Drives cut £10,000 off energy bill for steel maker

Paul Boughton
An ABB industrial drive is saving nearly £10,000 a year on energy costs for a steel production plant in South Yorkshire, UK.
The Tata Steel plant at Stocksbridge supplies steel for the aerospace, oil and gas industries amongst others. An important part of the finishing process is the scarfer.

Taking in lengths of steel ingots/blooms up to 6 metres long and weighing up to five tons, the scarfer uses a propane burner to remove impurities from the steel.

The impurities, in the form of waste gases, are then removed by an exhaust fan, run by a 132kW motor.
As well as saving energy costs of around £9,700 per annum, the new drive application also saves 82,500kg of CO2 and cuts energy use by 165,000 kWh.

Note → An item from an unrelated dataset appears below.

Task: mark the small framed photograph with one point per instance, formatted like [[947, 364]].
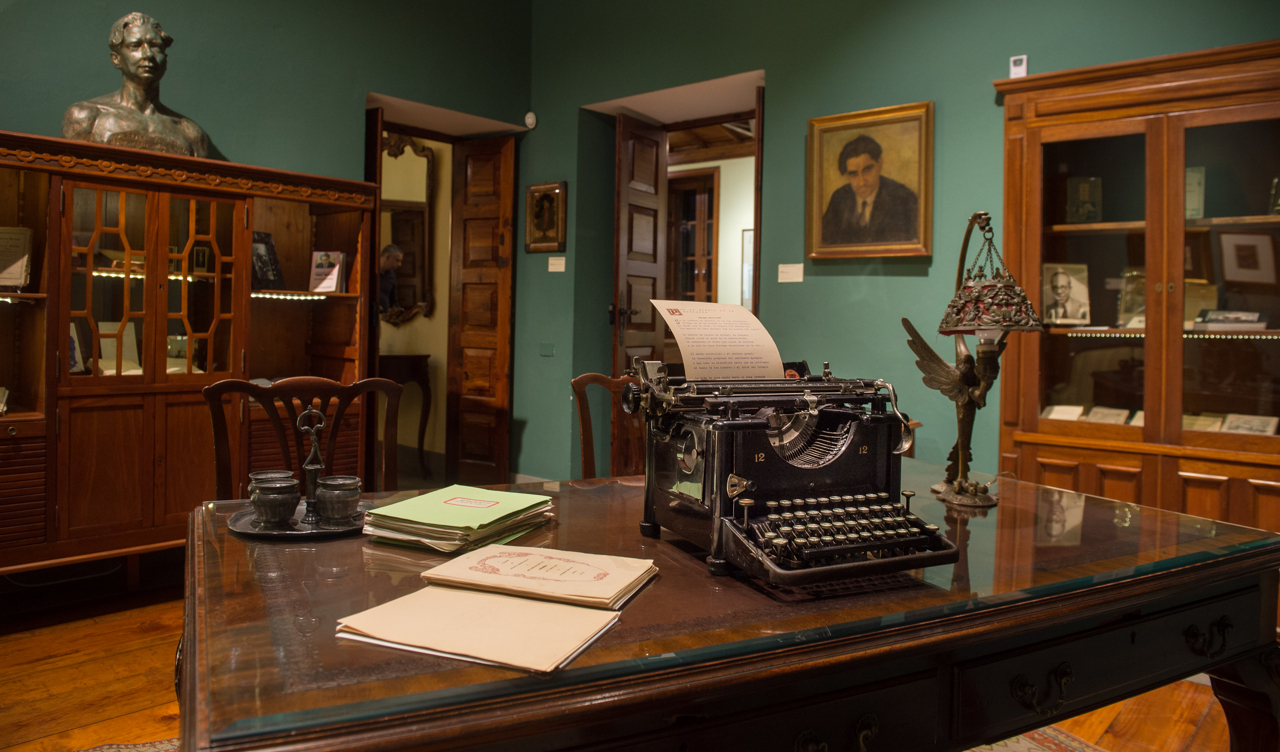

Following installation, the ABB drive achieved a payback time of less than one year.
Originally, the fan was run constantly at full speed, with its output constricted by a damper. This was controlled by a PLC that signalled the damper to open when more air flow was needed, when scarfing was in progress. This was wasting a lot of energy and was identified by Patrick Frain, Tata’s electrical section engineer for the billet mill, as a prime candidate for a variable-speed drive. “Halcyon Drives (an ABB Drives Alliance member) was recommended to us,” says Frain.
Halcyon Drives proposed a 132kW ABB industrial drive. This is set to run at two speeds, 30 percent on standby duty and 100 per cent during scarfing. Running at 30 percent means there is minimum delay when the motor is ramped up to full speed to extract the gases from the scarfer.
Tata needed the drive panel to be housed outside near the scarfer, as the distance to the existing plant room would mean a prohibitively long cable run. To protect the drive from the weather, Halcyon constructed a panel to IP55, incorporating internal thermostatically controlled heaters to prevent condensation. The panel features a side mounted air-to-air heat exchanger, for dispersing heat generated from the inverter and protection from high summertime ambient temperatures.
“The project has been a great success and continues to provide significant energy and CO2 savings for the business,” says Frain.